Agriculture-related careers represent 11% of Wisconsin’s workforce – that’s nearly 1 in 9 Wisconsin jobs involved in agriculture. Sustainability matters from the farmer’s gate to the consumer’s plate. Each step of the supply chain has their own priorities when it comes to preserving resources and ensuring success for the next generation.
Agriculture Educators have an important role in equipping students for success in all realms of agriculture. From priming next generation farmers for their role on the farm to coaching communicators to effectively share agriculture’s story, the responsibilities are vast. Setting up the next generation of agriculturists for success is just one way agriculture educators prioritize sustainability.
Hear from Waupun Area Junior/Senior Agriculture Education Teacher and FFA Advisor, Tari Costello, about her role and how sustainability impacts her classroom.
Hometown/County: I grew up in Alma, WI/Buffalo County; currently reside in Waupun/Dodge County
Job Title: Waupun Area Junior/Senior High School Agriculture Education Teacher and FFA Advisor
What’s an average day in the life? As an agriculture teacher and FFA advisor, I’m not sure that there is an “average” day. I have the opportunity to work with the best students at Waupun Area Junior/Senior High School each day! I teach on a block schedule, teaching four classes a day. These classes range from Horticulture to Veterinary Science to Employability Skills to Farm to Table Production and more. These classes allow me to provide students with a variety of experiences that include amazing partnerships with a variety of local industry experts including agricultural businesses, producers, veterinarians, and more. My workdays are not limited to school hours. Most weeks include numerous hours before school, after school, and weekends. FFA projects, supervised agriculture experience programs, picking up supplies for labs and leadership opportunities are responsible for most of these hours.

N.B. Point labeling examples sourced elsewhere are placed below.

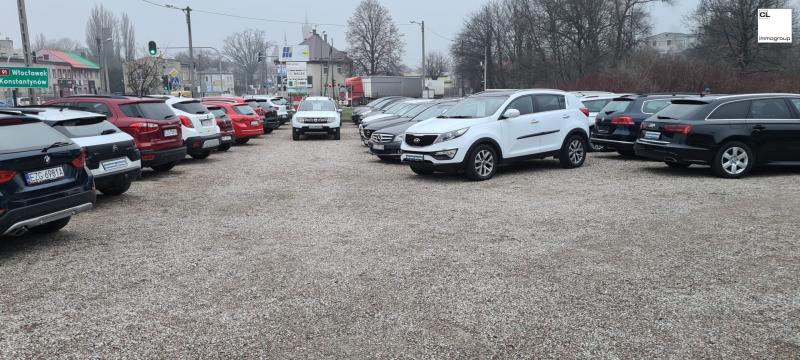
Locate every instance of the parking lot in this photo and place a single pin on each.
(316, 249)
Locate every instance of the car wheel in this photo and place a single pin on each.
(115, 188)
(573, 152)
(51, 227)
(200, 156)
(675, 165)
(164, 167)
(734, 160)
(421, 171)
(481, 163)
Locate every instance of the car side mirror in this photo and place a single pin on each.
(510, 114)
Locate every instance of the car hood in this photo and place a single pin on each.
(440, 126)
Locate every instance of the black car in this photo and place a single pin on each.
(112, 156)
(731, 133)
(43, 177)
(385, 143)
(617, 125)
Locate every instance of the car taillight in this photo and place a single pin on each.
(677, 129)
(185, 121)
(80, 161)
(143, 128)
(622, 120)
(7, 175)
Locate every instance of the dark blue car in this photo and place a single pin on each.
(43, 177)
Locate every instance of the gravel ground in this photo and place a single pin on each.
(314, 249)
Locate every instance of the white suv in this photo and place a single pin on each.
(201, 135)
(317, 114)
(485, 129)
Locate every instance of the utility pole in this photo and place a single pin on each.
(26, 41)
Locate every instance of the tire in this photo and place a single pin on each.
(51, 227)
(200, 156)
(678, 165)
(734, 160)
(116, 188)
(573, 152)
(421, 171)
(481, 163)
(164, 167)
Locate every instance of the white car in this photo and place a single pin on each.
(318, 115)
(201, 135)
(488, 128)
(112, 157)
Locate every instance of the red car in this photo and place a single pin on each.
(246, 123)
(152, 124)
(226, 132)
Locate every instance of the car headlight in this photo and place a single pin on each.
(450, 135)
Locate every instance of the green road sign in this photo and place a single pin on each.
(24, 77)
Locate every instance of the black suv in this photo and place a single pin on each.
(43, 177)
(731, 133)
(617, 125)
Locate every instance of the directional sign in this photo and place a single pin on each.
(22, 77)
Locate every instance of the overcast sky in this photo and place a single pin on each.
(61, 18)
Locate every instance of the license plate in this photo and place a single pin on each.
(116, 164)
(210, 143)
(43, 176)
(652, 135)
(414, 157)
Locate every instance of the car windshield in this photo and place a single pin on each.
(474, 107)
(317, 105)
(432, 112)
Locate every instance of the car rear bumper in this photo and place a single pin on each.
(45, 212)
(162, 157)
(674, 153)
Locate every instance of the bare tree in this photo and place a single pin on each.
(376, 45)
(436, 64)
(242, 49)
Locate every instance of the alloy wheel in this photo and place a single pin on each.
(735, 160)
(484, 163)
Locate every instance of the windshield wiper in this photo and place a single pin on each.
(55, 145)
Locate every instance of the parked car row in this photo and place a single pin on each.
(54, 156)
(729, 133)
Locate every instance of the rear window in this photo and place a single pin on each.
(191, 107)
(86, 127)
(148, 110)
(617, 106)
(595, 105)
(244, 110)
(654, 106)
(28, 136)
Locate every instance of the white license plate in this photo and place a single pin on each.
(43, 176)
(652, 135)
(116, 164)
(414, 157)
(210, 143)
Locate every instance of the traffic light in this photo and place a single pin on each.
(152, 49)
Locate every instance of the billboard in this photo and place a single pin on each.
(295, 53)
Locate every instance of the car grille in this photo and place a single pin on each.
(420, 140)
(382, 138)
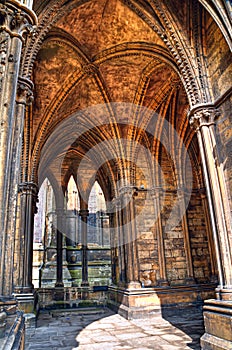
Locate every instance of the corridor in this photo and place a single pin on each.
(104, 330)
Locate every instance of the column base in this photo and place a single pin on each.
(218, 320)
(133, 285)
(59, 293)
(151, 301)
(163, 283)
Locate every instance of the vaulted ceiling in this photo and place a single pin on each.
(107, 53)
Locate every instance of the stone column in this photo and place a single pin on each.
(28, 198)
(59, 247)
(129, 237)
(16, 21)
(155, 193)
(204, 123)
(187, 246)
(213, 278)
(84, 215)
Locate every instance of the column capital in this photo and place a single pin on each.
(17, 19)
(24, 91)
(28, 188)
(156, 191)
(127, 191)
(203, 117)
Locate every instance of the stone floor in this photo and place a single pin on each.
(104, 330)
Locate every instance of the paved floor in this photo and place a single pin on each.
(104, 330)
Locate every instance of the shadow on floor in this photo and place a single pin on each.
(189, 320)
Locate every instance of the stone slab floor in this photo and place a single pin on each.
(104, 330)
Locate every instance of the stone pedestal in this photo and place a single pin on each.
(12, 325)
(26, 302)
(218, 325)
(148, 302)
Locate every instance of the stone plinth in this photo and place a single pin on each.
(148, 302)
(12, 325)
(49, 275)
(26, 301)
(218, 325)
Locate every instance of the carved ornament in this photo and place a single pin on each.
(203, 117)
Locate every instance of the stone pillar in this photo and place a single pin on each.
(217, 313)
(16, 21)
(187, 246)
(203, 121)
(59, 246)
(155, 193)
(129, 237)
(213, 277)
(84, 215)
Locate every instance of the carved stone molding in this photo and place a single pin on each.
(24, 91)
(90, 69)
(203, 117)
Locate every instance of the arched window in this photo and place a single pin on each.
(98, 221)
(72, 218)
(44, 242)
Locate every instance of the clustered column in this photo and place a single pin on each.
(84, 216)
(28, 198)
(156, 193)
(16, 21)
(203, 121)
(129, 238)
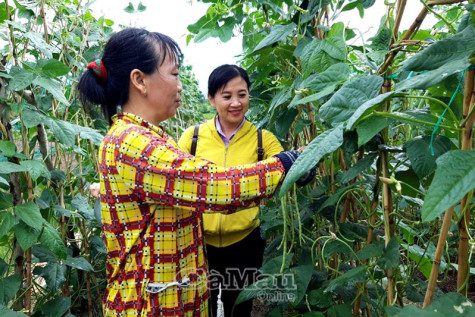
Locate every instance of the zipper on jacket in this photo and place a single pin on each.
(220, 224)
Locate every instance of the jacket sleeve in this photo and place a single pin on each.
(184, 143)
(158, 171)
(271, 145)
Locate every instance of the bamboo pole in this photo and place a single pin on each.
(438, 255)
(464, 224)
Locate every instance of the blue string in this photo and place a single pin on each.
(442, 115)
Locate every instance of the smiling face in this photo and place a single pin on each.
(232, 102)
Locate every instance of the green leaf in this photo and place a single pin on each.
(368, 106)
(21, 78)
(30, 214)
(7, 221)
(8, 167)
(53, 86)
(8, 148)
(8, 288)
(54, 275)
(391, 255)
(350, 278)
(51, 240)
(451, 304)
(349, 98)
(6, 312)
(81, 203)
(39, 43)
(446, 51)
(35, 168)
(454, 177)
(419, 153)
(43, 254)
(31, 118)
(359, 167)
(79, 263)
(52, 68)
(302, 276)
(340, 310)
(325, 143)
(433, 77)
(56, 307)
(91, 134)
(278, 33)
(373, 250)
(319, 299)
(26, 235)
(63, 130)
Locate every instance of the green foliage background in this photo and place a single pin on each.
(386, 122)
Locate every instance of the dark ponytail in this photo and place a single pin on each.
(125, 51)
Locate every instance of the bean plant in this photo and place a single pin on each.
(388, 125)
(52, 256)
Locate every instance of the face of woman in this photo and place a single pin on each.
(232, 102)
(164, 88)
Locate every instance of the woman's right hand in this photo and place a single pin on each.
(95, 189)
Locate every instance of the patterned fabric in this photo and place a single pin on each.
(152, 197)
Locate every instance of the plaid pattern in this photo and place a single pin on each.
(152, 197)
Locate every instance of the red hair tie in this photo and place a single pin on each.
(99, 69)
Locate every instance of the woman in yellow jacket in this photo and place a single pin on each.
(235, 247)
(153, 194)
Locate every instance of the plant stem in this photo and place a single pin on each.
(437, 257)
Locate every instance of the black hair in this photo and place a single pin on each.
(129, 49)
(221, 75)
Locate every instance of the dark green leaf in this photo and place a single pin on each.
(43, 254)
(350, 278)
(419, 153)
(26, 235)
(81, 203)
(7, 221)
(325, 143)
(350, 97)
(391, 255)
(373, 250)
(30, 214)
(54, 275)
(50, 239)
(35, 168)
(339, 310)
(454, 177)
(5, 312)
(79, 263)
(433, 77)
(302, 276)
(56, 307)
(8, 288)
(8, 148)
(451, 304)
(54, 87)
(454, 49)
(8, 167)
(358, 168)
(278, 33)
(52, 68)
(21, 78)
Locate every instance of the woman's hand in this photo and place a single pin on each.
(95, 189)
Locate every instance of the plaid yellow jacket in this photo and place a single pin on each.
(152, 197)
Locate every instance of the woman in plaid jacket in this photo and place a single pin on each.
(153, 194)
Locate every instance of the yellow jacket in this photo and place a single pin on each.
(223, 230)
(152, 198)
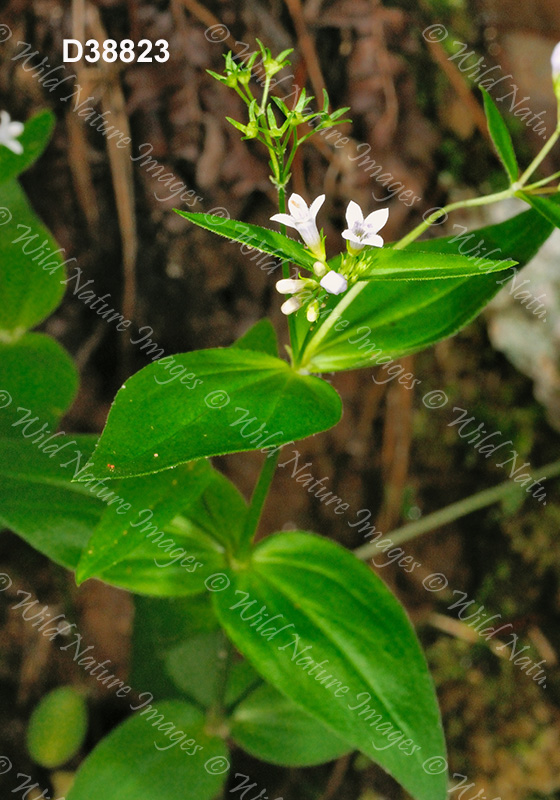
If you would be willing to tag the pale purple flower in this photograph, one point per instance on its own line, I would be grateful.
(9, 131)
(303, 218)
(291, 305)
(334, 282)
(360, 231)
(555, 62)
(289, 285)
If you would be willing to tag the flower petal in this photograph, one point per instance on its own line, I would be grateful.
(334, 282)
(351, 236)
(376, 220)
(298, 207)
(373, 240)
(291, 305)
(316, 205)
(289, 285)
(354, 214)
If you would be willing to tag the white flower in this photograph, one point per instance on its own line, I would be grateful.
(302, 218)
(289, 285)
(291, 305)
(555, 62)
(362, 231)
(9, 131)
(319, 269)
(334, 283)
(313, 312)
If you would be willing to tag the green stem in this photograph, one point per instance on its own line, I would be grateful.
(265, 93)
(475, 201)
(260, 493)
(456, 510)
(541, 182)
(216, 712)
(540, 157)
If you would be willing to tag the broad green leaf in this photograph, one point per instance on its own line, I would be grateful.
(219, 512)
(244, 401)
(500, 136)
(41, 379)
(161, 625)
(261, 337)
(544, 206)
(39, 502)
(132, 762)
(194, 666)
(333, 639)
(262, 239)
(406, 265)
(271, 727)
(34, 139)
(160, 498)
(57, 727)
(29, 290)
(375, 322)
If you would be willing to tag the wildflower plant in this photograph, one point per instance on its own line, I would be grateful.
(291, 648)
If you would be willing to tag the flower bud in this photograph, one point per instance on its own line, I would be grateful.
(291, 305)
(289, 285)
(319, 269)
(334, 283)
(555, 64)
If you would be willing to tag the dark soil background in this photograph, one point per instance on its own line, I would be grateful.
(390, 454)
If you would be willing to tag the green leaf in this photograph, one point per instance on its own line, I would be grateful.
(245, 401)
(164, 495)
(29, 291)
(194, 666)
(326, 613)
(161, 624)
(545, 207)
(500, 136)
(42, 381)
(260, 337)
(219, 512)
(405, 265)
(271, 727)
(57, 517)
(383, 320)
(57, 727)
(39, 503)
(132, 764)
(262, 239)
(34, 139)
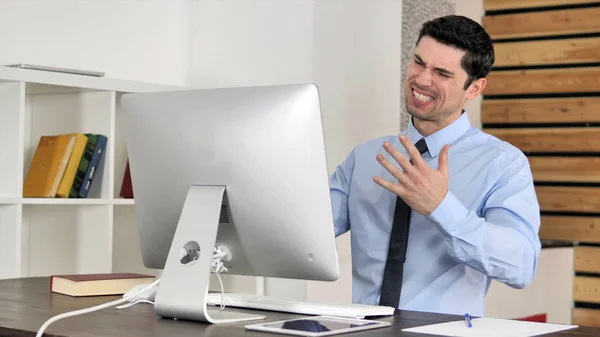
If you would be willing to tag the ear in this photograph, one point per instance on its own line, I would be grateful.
(476, 88)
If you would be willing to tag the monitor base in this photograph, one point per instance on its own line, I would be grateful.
(185, 279)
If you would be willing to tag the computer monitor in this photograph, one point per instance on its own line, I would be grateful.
(243, 168)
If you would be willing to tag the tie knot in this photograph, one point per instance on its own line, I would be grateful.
(421, 145)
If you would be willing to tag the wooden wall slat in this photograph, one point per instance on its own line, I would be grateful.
(545, 23)
(570, 228)
(586, 317)
(492, 5)
(586, 289)
(550, 139)
(564, 51)
(565, 169)
(540, 81)
(587, 259)
(542, 110)
(568, 199)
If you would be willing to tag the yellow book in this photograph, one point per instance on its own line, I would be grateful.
(69, 176)
(48, 166)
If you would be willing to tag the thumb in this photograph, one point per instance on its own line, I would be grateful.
(443, 161)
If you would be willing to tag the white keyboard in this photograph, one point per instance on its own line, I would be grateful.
(249, 301)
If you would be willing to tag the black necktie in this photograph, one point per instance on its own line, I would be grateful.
(394, 267)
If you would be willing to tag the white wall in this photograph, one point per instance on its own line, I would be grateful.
(247, 43)
(357, 67)
(143, 41)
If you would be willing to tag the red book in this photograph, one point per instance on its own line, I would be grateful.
(126, 187)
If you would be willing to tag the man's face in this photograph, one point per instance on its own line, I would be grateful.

I also have a summer contract that has me visiting students to review their SAE projects, FFA Officer Training, county fairs, State FFA Convention, and other teambuilding and leadership programs.
How do you talk about sustainability in the classroom? It is difficult to teach agriculture education without teaching sustainability. As agriculturalists, we are the caretakers of the planet. Everything that we do to grow and raise the food and fiber for the planet must be done with sustainability in mind.
What terms/words do you associate with sustainability? Longevity, efficiency, profitability, carbon footprint, natural resources, environment
Thank you, Tari, for your commitment to Wisconsin agriculture!